Taking off: Shares of SpaceX surged Tuesday morning, pushing the Elon Musk-led company above Amazon and into a neck-and-neck race with Microsoft for the title of the world’s fourth-most valuable public company, less than a week after its blockbuster $75 billion IPO. The jump came after SpaceX announced its $60 billion acquisition of AI coding startup Cursor. Read more.
A startup to “reimagine insurance”: Former 98Point6 CEO Robbie Cape is teaming with Pioneer Square Labs on The Instrument, a company coming out of stealth with what appears to be an AI-driven approach to insurance. Cape said on LinkedIn that he was lured by a “tough” VC, the complexity of the trillion-dollar market, and money. Read more.
Measuring AI’s carbon footprint: Seattle startup Neuralwatt, founded by two Microsoft veterans, has launched what appears to be the first tool capable of tracking the carbon emissions of individual AI workloads in real time. Read more.

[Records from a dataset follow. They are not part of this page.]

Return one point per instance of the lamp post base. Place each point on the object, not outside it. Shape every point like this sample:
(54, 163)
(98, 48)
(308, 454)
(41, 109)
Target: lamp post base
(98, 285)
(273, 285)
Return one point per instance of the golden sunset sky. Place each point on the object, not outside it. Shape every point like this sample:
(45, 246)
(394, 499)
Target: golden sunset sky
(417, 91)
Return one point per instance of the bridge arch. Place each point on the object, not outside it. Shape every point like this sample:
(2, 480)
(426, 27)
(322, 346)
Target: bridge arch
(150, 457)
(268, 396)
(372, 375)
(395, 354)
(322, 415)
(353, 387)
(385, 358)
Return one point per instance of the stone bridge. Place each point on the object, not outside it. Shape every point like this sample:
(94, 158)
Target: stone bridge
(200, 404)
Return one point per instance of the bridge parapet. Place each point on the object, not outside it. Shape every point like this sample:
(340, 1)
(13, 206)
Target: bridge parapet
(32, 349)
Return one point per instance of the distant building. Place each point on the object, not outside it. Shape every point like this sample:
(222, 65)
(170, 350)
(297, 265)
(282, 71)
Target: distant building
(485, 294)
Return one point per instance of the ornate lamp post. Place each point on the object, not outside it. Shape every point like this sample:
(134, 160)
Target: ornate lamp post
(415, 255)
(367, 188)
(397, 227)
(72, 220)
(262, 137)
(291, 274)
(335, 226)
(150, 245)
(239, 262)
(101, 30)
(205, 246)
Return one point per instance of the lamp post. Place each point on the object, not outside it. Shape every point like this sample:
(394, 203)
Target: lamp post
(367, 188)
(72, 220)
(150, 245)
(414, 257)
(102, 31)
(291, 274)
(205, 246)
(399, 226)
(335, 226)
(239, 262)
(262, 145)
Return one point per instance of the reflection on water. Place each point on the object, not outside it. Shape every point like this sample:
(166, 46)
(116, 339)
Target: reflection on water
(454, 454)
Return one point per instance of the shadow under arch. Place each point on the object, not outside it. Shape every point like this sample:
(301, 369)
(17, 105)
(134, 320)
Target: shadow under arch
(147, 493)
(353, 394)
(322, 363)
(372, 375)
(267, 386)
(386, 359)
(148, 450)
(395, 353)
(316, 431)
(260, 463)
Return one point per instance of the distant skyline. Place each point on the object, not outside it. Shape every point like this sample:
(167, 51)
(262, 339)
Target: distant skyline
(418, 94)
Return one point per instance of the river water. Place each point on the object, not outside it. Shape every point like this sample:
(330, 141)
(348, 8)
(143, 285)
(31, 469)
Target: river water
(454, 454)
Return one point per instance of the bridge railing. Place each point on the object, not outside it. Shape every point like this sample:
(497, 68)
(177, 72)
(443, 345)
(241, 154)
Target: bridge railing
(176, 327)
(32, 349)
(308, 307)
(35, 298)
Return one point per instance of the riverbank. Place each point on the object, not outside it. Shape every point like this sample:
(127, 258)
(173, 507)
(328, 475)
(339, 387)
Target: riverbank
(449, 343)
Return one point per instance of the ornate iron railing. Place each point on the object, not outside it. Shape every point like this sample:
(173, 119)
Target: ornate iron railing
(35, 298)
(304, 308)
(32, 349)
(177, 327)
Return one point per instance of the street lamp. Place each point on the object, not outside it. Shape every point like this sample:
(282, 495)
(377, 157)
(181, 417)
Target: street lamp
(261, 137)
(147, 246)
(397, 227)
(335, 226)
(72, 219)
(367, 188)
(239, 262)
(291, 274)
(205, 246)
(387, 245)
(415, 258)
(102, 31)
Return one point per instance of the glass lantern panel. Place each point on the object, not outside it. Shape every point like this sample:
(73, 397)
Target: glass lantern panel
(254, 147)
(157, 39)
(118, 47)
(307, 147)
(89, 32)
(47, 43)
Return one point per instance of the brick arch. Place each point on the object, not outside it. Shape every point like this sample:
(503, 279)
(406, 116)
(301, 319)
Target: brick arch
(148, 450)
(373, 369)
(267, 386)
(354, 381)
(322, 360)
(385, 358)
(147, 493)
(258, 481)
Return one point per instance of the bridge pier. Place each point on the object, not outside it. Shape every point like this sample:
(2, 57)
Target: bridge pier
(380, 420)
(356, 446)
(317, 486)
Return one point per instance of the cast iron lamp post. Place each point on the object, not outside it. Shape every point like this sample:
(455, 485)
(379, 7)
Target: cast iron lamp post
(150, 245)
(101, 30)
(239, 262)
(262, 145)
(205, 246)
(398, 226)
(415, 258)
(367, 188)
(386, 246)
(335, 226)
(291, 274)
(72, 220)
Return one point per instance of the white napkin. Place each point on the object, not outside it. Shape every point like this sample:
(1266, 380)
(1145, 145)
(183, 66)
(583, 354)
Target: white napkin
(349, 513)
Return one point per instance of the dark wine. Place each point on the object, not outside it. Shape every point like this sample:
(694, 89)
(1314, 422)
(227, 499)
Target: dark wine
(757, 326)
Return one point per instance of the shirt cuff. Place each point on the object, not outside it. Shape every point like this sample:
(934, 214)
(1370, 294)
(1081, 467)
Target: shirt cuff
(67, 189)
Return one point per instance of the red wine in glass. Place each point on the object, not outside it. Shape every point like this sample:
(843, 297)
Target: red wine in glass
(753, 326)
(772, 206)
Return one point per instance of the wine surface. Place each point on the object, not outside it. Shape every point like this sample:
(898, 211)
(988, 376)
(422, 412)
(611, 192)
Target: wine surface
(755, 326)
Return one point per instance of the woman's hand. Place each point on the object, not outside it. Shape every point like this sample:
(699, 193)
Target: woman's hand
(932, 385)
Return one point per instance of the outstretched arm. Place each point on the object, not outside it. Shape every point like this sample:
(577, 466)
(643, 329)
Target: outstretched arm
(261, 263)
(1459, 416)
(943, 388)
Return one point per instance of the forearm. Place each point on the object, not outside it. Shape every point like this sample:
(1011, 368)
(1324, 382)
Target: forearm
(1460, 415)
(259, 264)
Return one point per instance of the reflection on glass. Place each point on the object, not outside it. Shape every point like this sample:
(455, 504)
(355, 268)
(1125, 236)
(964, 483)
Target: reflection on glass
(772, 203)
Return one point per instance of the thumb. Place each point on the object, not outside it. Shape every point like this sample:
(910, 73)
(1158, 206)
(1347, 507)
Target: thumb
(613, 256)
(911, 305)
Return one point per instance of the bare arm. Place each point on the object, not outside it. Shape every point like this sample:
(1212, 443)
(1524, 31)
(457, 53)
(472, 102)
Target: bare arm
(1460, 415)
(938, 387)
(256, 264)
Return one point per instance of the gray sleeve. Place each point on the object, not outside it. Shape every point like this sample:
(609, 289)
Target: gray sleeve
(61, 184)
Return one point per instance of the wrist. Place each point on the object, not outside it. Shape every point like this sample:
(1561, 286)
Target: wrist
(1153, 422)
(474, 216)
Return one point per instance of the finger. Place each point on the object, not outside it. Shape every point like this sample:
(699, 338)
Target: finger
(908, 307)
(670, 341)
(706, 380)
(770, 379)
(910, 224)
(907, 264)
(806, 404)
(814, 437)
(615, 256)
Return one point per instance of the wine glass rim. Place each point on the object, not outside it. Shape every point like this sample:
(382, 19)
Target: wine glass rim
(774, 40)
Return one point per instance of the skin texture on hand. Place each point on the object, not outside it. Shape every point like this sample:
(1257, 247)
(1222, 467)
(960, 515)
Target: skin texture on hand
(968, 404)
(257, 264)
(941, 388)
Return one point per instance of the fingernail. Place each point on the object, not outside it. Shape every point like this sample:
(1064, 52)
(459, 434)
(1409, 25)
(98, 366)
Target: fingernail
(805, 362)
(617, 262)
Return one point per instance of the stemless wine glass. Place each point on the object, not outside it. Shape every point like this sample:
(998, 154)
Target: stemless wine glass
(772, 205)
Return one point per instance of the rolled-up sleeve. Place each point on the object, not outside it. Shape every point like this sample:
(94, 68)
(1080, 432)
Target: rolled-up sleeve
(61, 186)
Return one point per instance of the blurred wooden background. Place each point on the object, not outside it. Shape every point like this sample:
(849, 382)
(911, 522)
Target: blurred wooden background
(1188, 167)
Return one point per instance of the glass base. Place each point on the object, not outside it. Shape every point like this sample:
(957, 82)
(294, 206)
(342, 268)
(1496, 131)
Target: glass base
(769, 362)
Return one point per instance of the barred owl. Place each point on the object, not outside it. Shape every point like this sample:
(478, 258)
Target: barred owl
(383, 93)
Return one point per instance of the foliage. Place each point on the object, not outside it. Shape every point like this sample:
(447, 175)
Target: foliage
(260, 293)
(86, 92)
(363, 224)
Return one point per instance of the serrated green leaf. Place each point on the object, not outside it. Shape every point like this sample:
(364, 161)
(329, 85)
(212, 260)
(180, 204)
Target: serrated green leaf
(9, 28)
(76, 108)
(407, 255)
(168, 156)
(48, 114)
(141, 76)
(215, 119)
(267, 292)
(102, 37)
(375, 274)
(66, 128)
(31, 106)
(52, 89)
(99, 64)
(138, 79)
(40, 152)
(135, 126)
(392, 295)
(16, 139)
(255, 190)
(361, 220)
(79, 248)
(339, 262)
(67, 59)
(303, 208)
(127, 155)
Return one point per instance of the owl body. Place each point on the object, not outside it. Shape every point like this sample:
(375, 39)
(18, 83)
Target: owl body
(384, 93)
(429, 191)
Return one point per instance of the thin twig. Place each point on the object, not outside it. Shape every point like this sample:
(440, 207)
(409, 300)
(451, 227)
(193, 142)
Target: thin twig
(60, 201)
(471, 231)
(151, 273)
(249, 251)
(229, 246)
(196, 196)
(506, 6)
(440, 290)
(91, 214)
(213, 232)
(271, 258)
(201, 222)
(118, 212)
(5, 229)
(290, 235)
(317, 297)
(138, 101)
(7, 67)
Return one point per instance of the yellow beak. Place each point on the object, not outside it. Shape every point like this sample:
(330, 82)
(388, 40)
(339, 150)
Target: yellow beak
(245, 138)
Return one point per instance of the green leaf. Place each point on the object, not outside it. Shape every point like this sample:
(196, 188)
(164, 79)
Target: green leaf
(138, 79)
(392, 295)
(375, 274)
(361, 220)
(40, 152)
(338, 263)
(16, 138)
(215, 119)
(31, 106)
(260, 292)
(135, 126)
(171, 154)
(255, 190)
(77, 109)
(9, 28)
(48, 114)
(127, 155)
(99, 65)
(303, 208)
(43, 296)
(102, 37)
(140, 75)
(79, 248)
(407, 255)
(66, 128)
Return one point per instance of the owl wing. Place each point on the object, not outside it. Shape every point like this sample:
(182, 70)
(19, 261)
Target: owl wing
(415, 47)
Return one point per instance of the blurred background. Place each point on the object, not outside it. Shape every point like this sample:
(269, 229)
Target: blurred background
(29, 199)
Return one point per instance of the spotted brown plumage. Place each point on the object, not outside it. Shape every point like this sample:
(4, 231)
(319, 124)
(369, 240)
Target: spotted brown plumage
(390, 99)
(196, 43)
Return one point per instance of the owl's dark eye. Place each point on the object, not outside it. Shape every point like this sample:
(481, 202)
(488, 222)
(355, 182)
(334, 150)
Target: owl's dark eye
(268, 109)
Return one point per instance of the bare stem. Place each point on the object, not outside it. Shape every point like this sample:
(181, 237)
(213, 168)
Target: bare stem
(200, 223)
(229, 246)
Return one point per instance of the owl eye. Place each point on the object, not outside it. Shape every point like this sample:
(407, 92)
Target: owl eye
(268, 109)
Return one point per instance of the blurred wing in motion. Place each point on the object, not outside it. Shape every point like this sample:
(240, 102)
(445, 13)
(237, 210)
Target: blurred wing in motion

JumpStart or fall back? A new Downtown Seattle Association report ties Seattle's JumpStart tax to five years of downtown job losses and a 48% drop in office values, contrasting the city with booming Bellevue. Mayor Katie Wilson credited the tax with helping Seattle avoid deep budget cuts after the pandemic and said downtown's struggles owe more to national economic forces, remote work and tech-sector shifts than to any single tax. Read more.
Seattle entrepreneurs honored by Allen School: Nodira Khoussainova, co-founder of Focused Space, and David Dawson, co-founder of Ridwell, were presented with the school’s alumni impact award at the graduation ceremony last Friday. The award ceremony allowed the school’s newest alums to connect with some of its most impactful. Read more.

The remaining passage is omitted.